2. The method as claimed in claim 1, wherein the step of roughening the solder resist layer is conducted by a permanganate desmearing process.

3. The method as claimed in claim 2, wherein the permanganate desmearing process involves three different solution treatments including a solvent swell solution, a alkaline permanganate solution, and a neutralization solution, used sequentially.

4. The method as claimed in claim 3, wherein the solvent swell solution comprises a diethylene glycol monobutyl ether.

5. The method as claimed in claim 3, wherein the neutralization solution comprises inorganic acidic solutions.

6. The method as claimed in claim 1, wherein the step of roughening the solder resist layer is conducted by a dichromate desmearing process.

7. The method as claimed in claim 6, wherein the dichromate desmearing process involve three different solution treatments including a solvent swell solution, an alkaline dichromate solution, and a neutralization solution, used sequentially.

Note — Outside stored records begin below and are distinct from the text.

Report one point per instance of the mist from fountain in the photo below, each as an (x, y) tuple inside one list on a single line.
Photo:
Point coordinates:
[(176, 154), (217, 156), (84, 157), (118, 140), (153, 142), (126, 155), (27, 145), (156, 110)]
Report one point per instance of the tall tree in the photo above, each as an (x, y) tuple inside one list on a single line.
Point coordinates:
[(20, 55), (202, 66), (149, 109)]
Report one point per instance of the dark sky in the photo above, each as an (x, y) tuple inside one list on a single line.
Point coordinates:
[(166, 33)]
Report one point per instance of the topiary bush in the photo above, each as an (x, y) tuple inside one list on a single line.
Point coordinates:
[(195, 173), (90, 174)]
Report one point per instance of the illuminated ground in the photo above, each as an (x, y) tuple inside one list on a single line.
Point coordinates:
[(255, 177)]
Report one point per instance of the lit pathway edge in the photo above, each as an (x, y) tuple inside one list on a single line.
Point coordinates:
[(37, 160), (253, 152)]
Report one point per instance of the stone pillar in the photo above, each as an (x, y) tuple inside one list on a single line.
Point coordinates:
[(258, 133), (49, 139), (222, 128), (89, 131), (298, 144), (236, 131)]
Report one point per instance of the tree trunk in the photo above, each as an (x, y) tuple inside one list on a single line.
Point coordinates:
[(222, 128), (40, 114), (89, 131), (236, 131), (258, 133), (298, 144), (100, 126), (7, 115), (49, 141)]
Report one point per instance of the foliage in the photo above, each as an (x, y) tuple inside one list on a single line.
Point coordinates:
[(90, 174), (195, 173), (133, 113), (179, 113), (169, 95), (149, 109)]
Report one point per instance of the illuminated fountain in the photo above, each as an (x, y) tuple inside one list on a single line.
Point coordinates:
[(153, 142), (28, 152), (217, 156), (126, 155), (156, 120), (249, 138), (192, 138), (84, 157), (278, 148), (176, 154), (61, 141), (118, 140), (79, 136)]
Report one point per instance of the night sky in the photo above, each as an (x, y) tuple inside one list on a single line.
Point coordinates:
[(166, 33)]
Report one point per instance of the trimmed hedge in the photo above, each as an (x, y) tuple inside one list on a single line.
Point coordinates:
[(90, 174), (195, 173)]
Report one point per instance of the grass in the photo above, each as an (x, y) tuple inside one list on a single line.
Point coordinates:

8. The method as claimed in claim 7, wherein the solvent swell solution comprises a diethylene glycol monobutyl ether.

9. The method as claimed in claim 7, wherein the neutralization solution comprises inorganic acidic solutions.

10. The method as claimed in claim 1, wherein the step of roughening the solder resist layer is conducted by a plasma desmearing process.

11. The method as claimed in claim 1, wherein the step of roughening the solder resist layer is conducted by a sand blasting process.

12. The method as claimed in claim 1, wherein the step of roughening the solder resist layer is conducted by a scrubbing process.

13. A method of manufacturing a printed circuit board comprising the steps of:

providing a substrate in which conductor circuits have been formed;

forming a solder resist layer on the surface of the substrate;

pre-curing the solder resist;

imaging and developing the solder resist layer so as to form a desired solder resist pattern wherein a solder resist scum is remained on the substrate;

post-curing the solder resist; and

removing the solder resist scum.

14. The method as claimed in claim 13, wherein the step of removing the solder resist scum is conducted by a permanganate desmearing process.

15. The method as claimed in claim 14, wherein the permanganate desmearing process involves three different solution treatments including a solvent swell solution, a alkaline permanganate solution, and a neutralization solution, used sequentially.

16. The method as claimed in claim 15, wherein the solvent swell solution comprises a diethylene glycol monobutyl ether.

17. The method as claimed in claim 15, wherein the neutralization solution comprises inorganic acidic solutions.

18. The method as claimed in claim 13, wherein the step of removing the solder resist scum is conducted by a dichromate desmearing process.

19. The method as claimed in claim 18, wherein the dichromate desmearing process involve three different solution treatments including a solvent swell solution, an alkaline dichromate solution, and a neutralization solution, used sequentially.

20. The method as claimed in claim 19, wherein the solvent swell solution comprises a diethylene glycol monobutyl ether.

21. The method as claimed in claim 19, wherein the neutralization solution comprises inorganic acidic solutions.

22. The method as claimed in claim 13, wherein the step of removing the solder resist scum is conducted by a plasma desmearing process.

23. The method as claimed in claim 13, wherein the step of removing the solder resist scum is conducted by a sand blasting process.